Quantum computing is the future, we're told. It’s also a head-scratching, brain-melting topic. Don't log off. We’ll make sense of this. And whenever in doubt, just remember a Nobel prize-winning physicist, Richard Feynman, once admitted, "nobody understands quantum mechanics."
A good starting point is conventional computers — a desktop, laptop, tablet, smartphone.
Conventional computers use tiny switches called transistors, which have two settings and only two settings: "on" or "off." Think of the transistor as a light switch, always toggling. If it is switched on, a one is generated and stored in the computer. If it is switched off, a zero is generated and stored.

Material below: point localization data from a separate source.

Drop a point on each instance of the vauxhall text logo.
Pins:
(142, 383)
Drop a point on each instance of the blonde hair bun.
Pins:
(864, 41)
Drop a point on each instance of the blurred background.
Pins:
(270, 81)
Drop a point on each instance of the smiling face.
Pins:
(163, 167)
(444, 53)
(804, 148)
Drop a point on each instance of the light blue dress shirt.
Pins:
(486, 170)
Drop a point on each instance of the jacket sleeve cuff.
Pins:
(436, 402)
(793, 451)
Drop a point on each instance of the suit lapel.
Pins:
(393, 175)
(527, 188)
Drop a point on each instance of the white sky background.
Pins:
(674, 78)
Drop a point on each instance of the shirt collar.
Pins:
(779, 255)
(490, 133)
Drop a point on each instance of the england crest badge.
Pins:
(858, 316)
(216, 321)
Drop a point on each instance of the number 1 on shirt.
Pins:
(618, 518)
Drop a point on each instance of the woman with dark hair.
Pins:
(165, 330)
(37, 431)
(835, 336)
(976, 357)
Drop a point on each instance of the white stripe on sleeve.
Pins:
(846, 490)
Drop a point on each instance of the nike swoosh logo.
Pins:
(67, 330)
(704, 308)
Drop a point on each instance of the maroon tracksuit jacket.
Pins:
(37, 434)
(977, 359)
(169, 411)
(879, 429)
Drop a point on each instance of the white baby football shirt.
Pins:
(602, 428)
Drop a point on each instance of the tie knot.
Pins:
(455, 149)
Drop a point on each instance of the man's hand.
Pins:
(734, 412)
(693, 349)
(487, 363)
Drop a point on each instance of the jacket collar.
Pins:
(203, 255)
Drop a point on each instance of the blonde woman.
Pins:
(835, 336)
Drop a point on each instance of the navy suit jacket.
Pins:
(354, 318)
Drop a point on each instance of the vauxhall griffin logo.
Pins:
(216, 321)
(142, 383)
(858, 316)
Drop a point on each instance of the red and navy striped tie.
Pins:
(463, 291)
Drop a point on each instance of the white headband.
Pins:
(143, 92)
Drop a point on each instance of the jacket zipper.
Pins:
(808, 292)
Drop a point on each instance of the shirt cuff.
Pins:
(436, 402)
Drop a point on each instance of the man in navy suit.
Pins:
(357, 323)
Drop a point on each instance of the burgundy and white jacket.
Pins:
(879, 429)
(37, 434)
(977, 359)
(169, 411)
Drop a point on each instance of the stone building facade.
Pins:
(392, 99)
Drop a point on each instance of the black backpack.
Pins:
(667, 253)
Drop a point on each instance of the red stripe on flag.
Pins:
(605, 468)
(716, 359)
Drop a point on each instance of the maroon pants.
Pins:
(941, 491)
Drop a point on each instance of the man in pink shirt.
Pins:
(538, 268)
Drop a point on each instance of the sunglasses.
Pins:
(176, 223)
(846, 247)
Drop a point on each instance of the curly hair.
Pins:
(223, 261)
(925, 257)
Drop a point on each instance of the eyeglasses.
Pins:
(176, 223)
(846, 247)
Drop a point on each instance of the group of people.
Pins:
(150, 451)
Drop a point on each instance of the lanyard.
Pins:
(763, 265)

Each one and zero is called a "bit."
Everything that happens in your computer is the result of a series of ones and zeros, whether you're writing a document, reading a story, working on a spreadsheet.
Quantum computers also use bits, but they have a different name — "qubits." They can flip between zero and one, but also can flip into a netherworld and assume a "superposition." This means that qubits can be a one, a zero or both. In the world we live in every day, things are up or down, a one or a zero. But both at the same time? That's the idea. See if this makes sense:
Picture a flipping coin. When the coin lands, it is either heads or tails. When the coin is flipping, it essentially is both. What this means for computing is that since qubits can be a one and a zero at the same time, they can come up with multiple solutions to complex problems at once and arrive at the best result more quickly than a conventional computer.
Qubits are free of the classic binary logic that runs through a number of "if this, then that" options until a solution is found. Conventional computers are fast, yes, but with supercomplex problems, they can slow down.
Quantum computing fixes that — which explains why governments are in a rush to eventually dominate this technology. "Eventually" is the key word. Quantum computers are in early development. But they’ll get to that superposition — it's as simple as one, zero, three.